Standards for lexicons and corpora -- Areas, interaction between lexicon and corpus, current state of EAGLES

  1. 1. Nicoletta Calzolari

    Istituto di Linguistica Computazionale (ILC) (Institute for Computational Linguistics) - Consiglio Nazionale delle Ricerche (CNR)

When we highlight the complex structure of the interrelationships between lexicon and corpus, we have to work on the assumption of an interdependence between the two views, and we have to take into account this interdependence in any lexical or corpus analysis or application.
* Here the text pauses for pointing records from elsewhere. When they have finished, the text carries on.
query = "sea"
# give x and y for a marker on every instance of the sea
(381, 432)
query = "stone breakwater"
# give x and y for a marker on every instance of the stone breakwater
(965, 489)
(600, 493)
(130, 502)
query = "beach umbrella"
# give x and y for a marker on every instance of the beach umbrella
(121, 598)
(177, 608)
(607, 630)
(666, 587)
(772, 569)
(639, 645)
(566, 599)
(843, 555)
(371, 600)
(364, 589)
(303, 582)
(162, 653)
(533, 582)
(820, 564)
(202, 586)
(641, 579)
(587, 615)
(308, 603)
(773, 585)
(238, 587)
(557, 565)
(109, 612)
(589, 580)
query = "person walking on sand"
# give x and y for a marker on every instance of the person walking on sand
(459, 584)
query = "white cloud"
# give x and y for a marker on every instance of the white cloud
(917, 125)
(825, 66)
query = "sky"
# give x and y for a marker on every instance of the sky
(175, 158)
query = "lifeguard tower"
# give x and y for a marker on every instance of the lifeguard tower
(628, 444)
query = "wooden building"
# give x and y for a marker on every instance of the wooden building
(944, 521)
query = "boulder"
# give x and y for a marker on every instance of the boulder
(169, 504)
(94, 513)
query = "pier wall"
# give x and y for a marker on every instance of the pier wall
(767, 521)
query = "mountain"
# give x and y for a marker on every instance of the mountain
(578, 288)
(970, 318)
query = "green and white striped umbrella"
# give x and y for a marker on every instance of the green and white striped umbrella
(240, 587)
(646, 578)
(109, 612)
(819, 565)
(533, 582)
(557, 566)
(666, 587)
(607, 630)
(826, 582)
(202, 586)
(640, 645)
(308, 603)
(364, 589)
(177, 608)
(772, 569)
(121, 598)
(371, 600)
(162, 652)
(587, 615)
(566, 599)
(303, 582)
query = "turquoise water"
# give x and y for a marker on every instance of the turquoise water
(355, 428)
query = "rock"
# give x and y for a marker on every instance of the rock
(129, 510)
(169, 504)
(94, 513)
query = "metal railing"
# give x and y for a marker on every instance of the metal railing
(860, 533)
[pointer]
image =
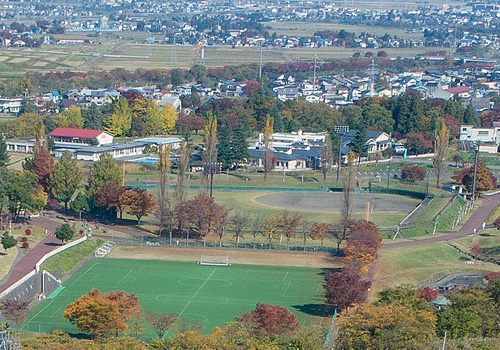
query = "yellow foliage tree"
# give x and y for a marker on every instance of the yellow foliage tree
(96, 314)
(169, 116)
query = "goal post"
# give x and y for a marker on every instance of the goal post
(214, 260)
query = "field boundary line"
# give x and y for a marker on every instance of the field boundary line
(196, 293)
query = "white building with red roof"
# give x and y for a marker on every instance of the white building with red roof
(80, 137)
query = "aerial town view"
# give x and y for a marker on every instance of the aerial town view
(249, 175)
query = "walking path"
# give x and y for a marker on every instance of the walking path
(475, 221)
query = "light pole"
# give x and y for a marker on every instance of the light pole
(340, 130)
(476, 150)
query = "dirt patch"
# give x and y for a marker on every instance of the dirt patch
(331, 201)
(235, 256)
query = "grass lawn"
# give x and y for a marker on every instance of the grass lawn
(66, 260)
(213, 295)
(415, 264)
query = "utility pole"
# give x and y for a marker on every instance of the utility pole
(476, 150)
(340, 130)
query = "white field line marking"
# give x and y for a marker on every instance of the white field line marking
(286, 289)
(39, 312)
(196, 293)
(284, 278)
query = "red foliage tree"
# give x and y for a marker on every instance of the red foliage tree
(269, 319)
(346, 288)
(412, 173)
(200, 213)
(43, 166)
(428, 294)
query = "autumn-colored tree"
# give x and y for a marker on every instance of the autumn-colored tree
(96, 314)
(138, 202)
(345, 288)
(120, 121)
(239, 221)
(413, 173)
(162, 323)
(320, 231)
(169, 117)
(428, 294)
(273, 226)
(269, 319)
(442, 139)
(200, 213)
(64, 233)
(268, 159)
(43, 166)
(14, 311)
(290, 224)
(326, 157)
(485, 180)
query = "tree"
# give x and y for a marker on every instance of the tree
(209, 155)
(239, 221)
(95, 314)
(14, 311)
(485, 180)
(269, 319)
(162, 323)
(104, 171)
(268, 158)
(79, 204)
(92, 117)
(359, 144)
(182, 170)
(138, 202)
(326, 157)
(348, 188)
(120, 121)
(442, 139)
(290, 224)
(4, 155)
(165, 211)
(169, 117)
(22, 193)
(64, 233)
(43, 166)
(319, 230)
(8, 241)
(413, 173)
(345, 288)
(274, 226)
(65, 178)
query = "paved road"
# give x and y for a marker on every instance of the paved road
(27, 263)
(475, 221)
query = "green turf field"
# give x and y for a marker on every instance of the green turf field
(211, 294)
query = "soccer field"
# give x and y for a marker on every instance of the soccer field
(211, 294)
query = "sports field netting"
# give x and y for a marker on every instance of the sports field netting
(211, 294)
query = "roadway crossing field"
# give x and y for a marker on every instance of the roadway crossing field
(211, 294)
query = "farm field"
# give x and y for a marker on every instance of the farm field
(213, 295)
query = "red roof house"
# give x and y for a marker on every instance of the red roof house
(75, 136)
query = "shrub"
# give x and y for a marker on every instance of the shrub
(412, 173)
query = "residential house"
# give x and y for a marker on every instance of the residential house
(64, 137)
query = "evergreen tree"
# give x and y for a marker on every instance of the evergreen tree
(105, 171)
(65, 178)
(92, 117)
(4, 156)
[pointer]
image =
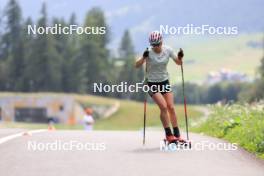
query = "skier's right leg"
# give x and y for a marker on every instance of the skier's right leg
(160, 101)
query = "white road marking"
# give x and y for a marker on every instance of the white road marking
(13, 136)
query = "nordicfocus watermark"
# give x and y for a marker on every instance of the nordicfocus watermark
(206, 29)
(58, 145)
(199, 146)
(71, 29)
(124, 87)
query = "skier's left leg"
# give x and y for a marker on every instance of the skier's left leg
(173, 117)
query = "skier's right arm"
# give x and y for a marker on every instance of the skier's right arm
(141, 61)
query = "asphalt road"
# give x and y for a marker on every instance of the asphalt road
(119, 153)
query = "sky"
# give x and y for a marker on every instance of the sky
(145, 16)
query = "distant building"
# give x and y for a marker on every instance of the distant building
(226, 75)
(38, 109)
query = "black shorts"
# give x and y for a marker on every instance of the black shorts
(159, 87)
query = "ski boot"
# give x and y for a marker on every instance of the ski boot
(183, 142)
(170, 139)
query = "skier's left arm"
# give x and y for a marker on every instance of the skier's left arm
(177, 59)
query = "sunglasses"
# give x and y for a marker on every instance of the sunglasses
(156, 45)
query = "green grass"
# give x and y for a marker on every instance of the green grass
(214, 53)
(241, 124)
(128, 117)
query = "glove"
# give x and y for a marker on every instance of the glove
(180, 54)
(146, 53)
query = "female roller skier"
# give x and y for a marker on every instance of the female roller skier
(157, 79)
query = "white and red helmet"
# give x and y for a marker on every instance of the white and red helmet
(155, 38)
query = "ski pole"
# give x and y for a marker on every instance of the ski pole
(184, 100)
(145, 116)
(145, 109)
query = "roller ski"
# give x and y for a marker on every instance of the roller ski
(180, 142)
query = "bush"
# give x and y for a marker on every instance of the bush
(241, 124)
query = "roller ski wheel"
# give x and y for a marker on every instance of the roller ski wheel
(170, 139)
(183, 142)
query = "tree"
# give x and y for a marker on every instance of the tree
(93, 54)
(128, 72)
(45, 61)
(14, 49)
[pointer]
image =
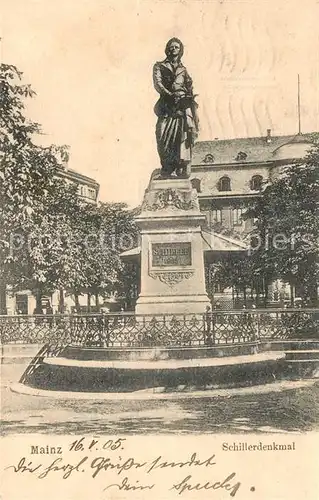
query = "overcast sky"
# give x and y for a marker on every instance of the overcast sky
(90, 62)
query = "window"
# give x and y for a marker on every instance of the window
(256, 183)
(216, 216)
(237, 216)
(209, 159)
(91, 193)
(241, 156)
(196, 184)
(224, 184)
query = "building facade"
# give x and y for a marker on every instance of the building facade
(23, 302)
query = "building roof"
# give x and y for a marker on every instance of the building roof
(257, 149)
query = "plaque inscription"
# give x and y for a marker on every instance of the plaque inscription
(171, 254)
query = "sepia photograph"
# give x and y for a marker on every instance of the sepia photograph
(159, 229)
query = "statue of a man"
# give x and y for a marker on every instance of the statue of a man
(177, 124)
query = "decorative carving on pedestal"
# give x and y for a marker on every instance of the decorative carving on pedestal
(171, 198)
(171, 278)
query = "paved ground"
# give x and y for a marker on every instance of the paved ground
(289, 407)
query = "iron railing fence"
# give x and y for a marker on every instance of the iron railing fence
(130, 330)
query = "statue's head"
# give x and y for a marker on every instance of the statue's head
(174, 47)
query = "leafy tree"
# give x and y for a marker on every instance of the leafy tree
(27, 171)
(50, 240)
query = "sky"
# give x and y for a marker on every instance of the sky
(90, 63)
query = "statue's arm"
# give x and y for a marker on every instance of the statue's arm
(158, 83)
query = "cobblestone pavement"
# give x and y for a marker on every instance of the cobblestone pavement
(291, 407)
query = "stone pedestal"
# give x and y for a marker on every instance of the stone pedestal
(172, 262)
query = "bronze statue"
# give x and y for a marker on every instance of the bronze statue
(177, 123)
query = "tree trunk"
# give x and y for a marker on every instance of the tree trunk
(3, 297)
(292, 295)
(97, 303)
(245, 296)
(38, 303)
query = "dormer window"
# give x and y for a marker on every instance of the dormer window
(241, 156)
(224, 184)
(256, 183)
(209, 158)
(196, 184)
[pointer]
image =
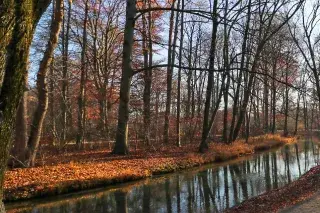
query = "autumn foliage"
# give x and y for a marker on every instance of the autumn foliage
(90, 169)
This was also the approach taken within the LRE EAGLES (see Calzolari, McNaught, EAGLES Editors' Introduction, 1996) project towards the development of standards both in Morphosyntax and Syntax: the awareness of the interdependence between lexical specifications on the one hand, and corpus tagsets/syntactic annotations on the other, has guided the formulation of the proposals for standards and recommendations in both the Corpus and the Lexicon Work Groups of EAGLES. Corpus tagging/annotating was considered as the first obvious application of a Computational Lexicon. Therefore attention was given to the definition of compatible sets of attributes and values.

The presentation will address problems of the interaction between the two types of resources, corpora and lexicons, in particular from the perspective of a standardization project.